Within the next two years, the country expects 36 billion euros in loans and grants from the Recovery and Resilience Fund. In addition, 26.2 billion euros will be channeled into the Greek economy from the new NSRF 2021-2027. These funds as well as the increased expenditure of the Public Investment Program are expected to contribute to the further strengthening of investment activity and transformation of the country’s development model.

Meanwhile, Greek banks showed exceptional commitment to the goal of reducing NPLs from their balance sheets to 8.6% of total loans, allowing them to support the recovery through lending.

However, international uncertainty due to geopolitical turmoil and the climate crisis as well as monetary policy in the face of high inflation constitute significant challenges.

Strong growth at 2.3% in 2024 and 2025

As the analysts explained, Greece needs to continue promoting reforms, fiscal discipline as well as meeting its targets in order to quickly disburse the next tranches and increase investments.

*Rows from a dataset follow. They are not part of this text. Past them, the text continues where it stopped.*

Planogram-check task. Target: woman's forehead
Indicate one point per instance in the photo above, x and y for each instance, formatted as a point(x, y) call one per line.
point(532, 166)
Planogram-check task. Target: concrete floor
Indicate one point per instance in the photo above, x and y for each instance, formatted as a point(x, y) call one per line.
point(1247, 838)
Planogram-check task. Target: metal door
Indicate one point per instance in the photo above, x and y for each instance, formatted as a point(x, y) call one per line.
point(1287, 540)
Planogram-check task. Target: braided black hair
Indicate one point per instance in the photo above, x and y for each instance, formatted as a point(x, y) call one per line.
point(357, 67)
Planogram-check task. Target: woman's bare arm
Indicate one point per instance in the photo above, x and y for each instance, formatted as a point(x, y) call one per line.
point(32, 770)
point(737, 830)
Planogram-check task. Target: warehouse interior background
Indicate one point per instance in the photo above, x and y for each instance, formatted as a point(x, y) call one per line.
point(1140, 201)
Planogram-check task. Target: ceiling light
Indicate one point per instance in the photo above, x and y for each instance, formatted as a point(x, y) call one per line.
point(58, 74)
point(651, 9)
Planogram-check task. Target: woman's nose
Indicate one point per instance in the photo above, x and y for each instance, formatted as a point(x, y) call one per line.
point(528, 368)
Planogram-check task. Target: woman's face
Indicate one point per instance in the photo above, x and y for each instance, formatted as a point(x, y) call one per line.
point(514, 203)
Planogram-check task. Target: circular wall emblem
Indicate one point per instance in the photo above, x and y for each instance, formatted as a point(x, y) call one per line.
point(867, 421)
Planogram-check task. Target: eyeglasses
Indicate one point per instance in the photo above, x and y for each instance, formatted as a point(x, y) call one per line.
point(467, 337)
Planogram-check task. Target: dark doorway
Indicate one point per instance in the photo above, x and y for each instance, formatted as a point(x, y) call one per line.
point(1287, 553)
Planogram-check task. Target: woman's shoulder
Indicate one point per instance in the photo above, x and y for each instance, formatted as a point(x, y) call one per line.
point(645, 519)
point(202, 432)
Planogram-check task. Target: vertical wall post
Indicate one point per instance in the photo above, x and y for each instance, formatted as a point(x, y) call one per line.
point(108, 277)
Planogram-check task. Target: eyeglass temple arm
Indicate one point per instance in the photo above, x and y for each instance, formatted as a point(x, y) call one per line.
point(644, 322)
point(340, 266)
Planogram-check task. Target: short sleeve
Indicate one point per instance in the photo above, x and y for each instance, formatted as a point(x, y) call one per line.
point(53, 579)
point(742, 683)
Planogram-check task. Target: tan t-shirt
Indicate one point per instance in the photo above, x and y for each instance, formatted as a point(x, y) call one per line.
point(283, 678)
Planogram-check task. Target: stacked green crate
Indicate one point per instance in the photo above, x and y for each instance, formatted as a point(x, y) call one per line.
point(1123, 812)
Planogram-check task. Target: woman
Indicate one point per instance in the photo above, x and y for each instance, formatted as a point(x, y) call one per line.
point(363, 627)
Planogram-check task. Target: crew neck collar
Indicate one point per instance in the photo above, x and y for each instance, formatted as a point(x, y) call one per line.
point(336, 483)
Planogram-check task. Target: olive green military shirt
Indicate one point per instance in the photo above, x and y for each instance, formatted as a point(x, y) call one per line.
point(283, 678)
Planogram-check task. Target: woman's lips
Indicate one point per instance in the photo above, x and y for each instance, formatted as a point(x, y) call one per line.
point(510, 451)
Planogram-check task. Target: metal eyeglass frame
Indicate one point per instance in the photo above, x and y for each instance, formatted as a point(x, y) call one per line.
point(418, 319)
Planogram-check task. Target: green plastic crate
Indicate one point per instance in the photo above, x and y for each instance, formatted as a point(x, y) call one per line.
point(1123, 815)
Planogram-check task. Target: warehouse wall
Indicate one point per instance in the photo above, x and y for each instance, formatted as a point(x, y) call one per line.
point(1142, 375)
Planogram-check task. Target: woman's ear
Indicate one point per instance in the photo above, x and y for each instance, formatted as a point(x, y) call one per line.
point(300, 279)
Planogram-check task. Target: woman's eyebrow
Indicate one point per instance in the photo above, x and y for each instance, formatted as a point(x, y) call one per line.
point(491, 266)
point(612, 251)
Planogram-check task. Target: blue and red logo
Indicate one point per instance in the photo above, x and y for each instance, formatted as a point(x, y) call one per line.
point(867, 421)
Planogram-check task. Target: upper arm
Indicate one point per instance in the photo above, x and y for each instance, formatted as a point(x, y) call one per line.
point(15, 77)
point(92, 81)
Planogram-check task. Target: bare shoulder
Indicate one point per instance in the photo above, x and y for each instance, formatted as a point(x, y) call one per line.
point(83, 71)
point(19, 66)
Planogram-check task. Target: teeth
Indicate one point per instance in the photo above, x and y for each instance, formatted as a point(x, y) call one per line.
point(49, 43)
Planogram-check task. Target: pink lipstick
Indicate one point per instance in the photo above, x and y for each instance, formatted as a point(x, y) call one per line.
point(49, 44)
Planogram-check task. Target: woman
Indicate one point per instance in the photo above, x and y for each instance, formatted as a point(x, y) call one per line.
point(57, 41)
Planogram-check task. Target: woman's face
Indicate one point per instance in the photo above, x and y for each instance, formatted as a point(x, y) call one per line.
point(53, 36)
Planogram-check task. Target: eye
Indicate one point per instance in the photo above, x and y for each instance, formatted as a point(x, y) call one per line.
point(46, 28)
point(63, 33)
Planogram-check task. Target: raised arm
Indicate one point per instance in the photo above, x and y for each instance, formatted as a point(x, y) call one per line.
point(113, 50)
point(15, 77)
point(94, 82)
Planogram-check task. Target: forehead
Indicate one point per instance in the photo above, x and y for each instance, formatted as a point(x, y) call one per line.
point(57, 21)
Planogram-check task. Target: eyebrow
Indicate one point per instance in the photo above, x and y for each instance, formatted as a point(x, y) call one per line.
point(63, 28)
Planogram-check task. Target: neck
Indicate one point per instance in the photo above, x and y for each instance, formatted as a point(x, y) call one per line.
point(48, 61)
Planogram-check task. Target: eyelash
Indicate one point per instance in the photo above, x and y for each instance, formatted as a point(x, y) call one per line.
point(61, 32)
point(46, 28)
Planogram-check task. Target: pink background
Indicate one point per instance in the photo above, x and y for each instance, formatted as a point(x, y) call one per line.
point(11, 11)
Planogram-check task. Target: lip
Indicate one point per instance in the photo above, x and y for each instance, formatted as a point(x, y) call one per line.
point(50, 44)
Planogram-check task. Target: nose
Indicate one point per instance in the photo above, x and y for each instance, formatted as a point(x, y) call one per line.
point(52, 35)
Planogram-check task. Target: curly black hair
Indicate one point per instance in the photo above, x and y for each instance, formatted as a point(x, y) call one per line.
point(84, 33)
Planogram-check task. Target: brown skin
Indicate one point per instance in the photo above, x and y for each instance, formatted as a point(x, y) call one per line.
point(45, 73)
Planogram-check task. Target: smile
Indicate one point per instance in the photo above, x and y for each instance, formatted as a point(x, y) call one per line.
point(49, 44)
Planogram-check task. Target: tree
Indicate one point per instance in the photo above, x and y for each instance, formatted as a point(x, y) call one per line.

According to the European Commission’s winter forecast, the country’s growth is expected to remain strong at 2.3% in 2024 and 2025 – above the EU average. In 2024, it is expected to reduce debt to close to 150% of GDP maintaining the positive “momentum” of the previous year.

In this environment, corporate deals boom, with special emphasis on the health sector.
More specifically, in 2023 the largest number of mergers and acquisitions in 15 years was recorded, 22 more than in 2022.

In 2024, there is an undiminished activity compared to the previous year, while a significant number of privatizations totaling 6.0 billion euros are expected to be concluded.